Per gli enti locali, trattandosi di un atto che incide sulla situazione di terzi, deve essere approvato dal consiglio
Le stazioni appaltanti devono adottare un regolamento per disciplinare le modalità di effettuazione delle indagini di mercato e di costituzione degli elenchi di operatori economici per gli affidamenti sottosoglia, nonchè i criteri di individuazione dei soggetti da invitare alle procedure selettive.
Le indicazioni operative definite dall’Autorità nazionale anticorruzione con il comunicato del presidente del 5 giugno 2024 rafforzano le previsioni contenute nell’articolo 1 dell’allegato II.1 del codice dei contratti pubblici.
Il complesso di regole può essere definito da ciascuna stazione appaltante secondo il proprio ordinamento: per gli enti locali, risultando atto incidente sulla situazione di terzi, deve essere un regolamento, approvato dal consiglio.
La norma di riferimento e l’Anac individuano come primo elemento da disciplinare le modalità di sviluppo delle indagini di mercato, che devono essere integrate con le previsioni procedurali contenute nell’articolo 2 dello stesso allegato II.1. del codice, soprattutto al fine di ottimizzare i processi selettivi in relazione alle fasce di importo e all’applicazione del principio di rotazione.
In questo quadro può essere utile differenziare i percorsi selettivi per macro-fasce di valore (all’interno dello spazio di dimensionamento economico per le procedure negoziate definito dall’articolo 50 del codice), in modo tale da determinare condizioni più attrattive per la partecipazione degli operatori economici, potendo gli stessi aderire a un sistema preselettivo con articolazioni più adeguate ai propri requisiti.

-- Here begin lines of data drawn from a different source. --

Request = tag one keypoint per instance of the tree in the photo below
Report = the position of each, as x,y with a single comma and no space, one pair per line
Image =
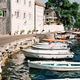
66,11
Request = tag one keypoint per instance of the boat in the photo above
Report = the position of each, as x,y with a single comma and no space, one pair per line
52,40
63,38
47,54
51,47
55,65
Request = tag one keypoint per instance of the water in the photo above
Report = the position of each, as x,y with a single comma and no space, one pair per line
16,68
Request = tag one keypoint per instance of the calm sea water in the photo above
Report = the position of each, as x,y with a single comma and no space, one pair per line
16,68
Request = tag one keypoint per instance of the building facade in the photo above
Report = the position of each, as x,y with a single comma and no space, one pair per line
18,16
79,7
50,15
38,15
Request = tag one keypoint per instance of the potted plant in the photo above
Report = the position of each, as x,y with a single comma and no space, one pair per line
0,13
22,31
16,32
43,30
29,31
34,31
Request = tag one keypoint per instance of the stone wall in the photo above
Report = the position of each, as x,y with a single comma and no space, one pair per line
53,28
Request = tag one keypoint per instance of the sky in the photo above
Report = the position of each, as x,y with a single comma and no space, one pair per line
44,1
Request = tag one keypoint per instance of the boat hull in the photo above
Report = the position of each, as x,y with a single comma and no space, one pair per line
46,55
55,68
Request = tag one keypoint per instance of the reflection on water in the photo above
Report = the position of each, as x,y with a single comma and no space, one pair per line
17,69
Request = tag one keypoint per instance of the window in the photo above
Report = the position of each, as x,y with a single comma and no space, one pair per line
24,2
29,16
24,15
29,3
4,13
18,14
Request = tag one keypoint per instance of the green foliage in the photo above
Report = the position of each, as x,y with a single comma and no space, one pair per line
0,12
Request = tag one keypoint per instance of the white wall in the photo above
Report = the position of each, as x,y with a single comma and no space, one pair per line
53,28
39,14
22,23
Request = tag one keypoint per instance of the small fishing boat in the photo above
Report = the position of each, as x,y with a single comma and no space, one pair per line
65,79
55,65
47,54
52,40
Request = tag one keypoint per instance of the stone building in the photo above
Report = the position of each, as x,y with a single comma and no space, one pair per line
39,15
18,16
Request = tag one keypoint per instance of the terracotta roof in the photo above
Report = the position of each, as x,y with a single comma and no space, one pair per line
39,4
48,10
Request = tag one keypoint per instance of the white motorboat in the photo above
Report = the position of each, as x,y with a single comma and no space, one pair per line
55,65
48,54
50,47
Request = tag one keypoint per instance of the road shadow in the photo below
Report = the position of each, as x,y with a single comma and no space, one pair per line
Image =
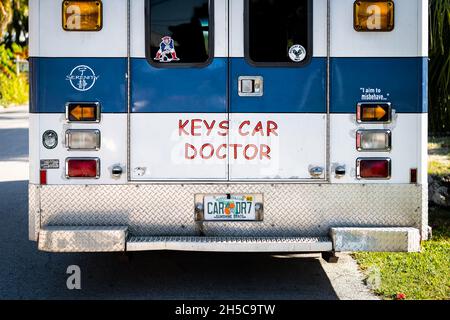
26,273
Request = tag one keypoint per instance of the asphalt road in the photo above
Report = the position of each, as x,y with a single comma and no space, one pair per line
26,273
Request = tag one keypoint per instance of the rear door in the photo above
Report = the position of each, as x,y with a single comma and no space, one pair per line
278,89
228,90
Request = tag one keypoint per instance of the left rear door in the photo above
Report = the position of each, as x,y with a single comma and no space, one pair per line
179,79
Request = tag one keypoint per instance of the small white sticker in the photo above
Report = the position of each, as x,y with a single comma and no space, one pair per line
49,164
297,53
166,52
82,78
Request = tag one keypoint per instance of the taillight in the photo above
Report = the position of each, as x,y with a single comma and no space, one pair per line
374,168
83,168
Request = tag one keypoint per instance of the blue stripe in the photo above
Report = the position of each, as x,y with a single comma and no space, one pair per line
50,89
169,90
402,81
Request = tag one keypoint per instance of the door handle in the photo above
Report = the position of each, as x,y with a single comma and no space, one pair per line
251,86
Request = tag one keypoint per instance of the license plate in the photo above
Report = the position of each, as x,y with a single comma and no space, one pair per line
229,208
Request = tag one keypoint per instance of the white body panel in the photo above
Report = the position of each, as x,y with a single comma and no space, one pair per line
346,42
159,149
298,144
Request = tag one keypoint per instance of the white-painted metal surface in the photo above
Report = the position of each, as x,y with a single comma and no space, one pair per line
409,24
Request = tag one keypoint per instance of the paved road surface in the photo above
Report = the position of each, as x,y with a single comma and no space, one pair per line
26,273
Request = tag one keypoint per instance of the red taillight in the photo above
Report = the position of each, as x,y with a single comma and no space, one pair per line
374,168
43,177
83,168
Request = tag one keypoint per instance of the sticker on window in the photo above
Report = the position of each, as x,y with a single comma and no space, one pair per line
297,53
166,52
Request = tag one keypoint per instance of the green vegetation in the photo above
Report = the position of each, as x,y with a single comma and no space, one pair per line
424,275
13,87
439,164
439,66
13,37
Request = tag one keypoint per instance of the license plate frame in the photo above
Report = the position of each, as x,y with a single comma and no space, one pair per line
229,207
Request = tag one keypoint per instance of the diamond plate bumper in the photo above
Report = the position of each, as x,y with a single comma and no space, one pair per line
290,210
230,244
82,239
376,239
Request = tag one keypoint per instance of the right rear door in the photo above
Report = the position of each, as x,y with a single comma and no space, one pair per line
278,72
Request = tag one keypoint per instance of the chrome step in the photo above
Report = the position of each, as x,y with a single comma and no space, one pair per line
230,244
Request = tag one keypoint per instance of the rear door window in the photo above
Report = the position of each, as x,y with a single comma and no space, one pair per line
179,32
278,32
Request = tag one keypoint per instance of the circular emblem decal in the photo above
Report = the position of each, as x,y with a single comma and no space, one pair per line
82,78
297,53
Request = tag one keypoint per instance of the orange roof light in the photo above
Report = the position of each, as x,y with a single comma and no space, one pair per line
373,16
82,15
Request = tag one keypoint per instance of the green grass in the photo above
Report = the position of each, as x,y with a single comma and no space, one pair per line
424,275
439,149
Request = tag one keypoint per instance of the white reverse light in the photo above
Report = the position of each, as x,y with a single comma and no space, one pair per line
83,139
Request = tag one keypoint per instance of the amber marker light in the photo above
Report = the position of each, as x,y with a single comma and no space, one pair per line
374,16
82,15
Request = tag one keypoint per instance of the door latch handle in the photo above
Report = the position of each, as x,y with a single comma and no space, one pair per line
251,86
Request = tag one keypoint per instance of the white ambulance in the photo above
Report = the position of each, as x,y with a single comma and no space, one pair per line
228,125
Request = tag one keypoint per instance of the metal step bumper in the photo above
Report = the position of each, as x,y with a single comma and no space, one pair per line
117,239
230,244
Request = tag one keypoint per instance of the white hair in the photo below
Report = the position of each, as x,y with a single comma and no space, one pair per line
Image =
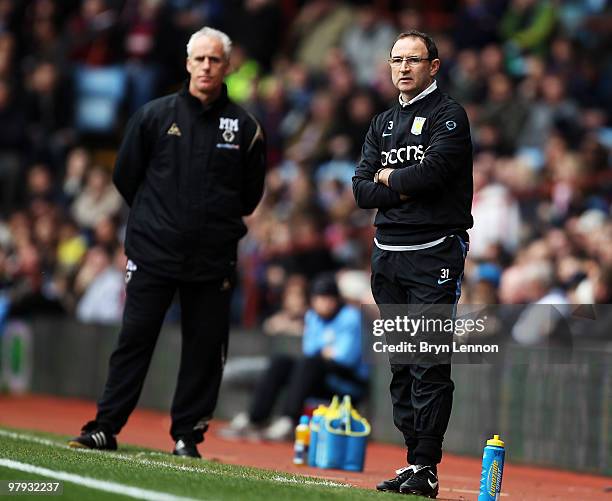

L’individuazione degli operatori nell’ambito di una fascia e la successiva procedura di affidamento sottosoglia determinano la possibilità di applicare il principio di rotazione con riferimento alla fascia stessa, consentendo tuttavia a un operatore economico iscritto in altre ripartizioni di valore dell’elenco di poter concorrere in procedure per l’affidamento di appalti nei rispettivi range, secondo quanto previsto dall’articolo 49, comma 3, del codice.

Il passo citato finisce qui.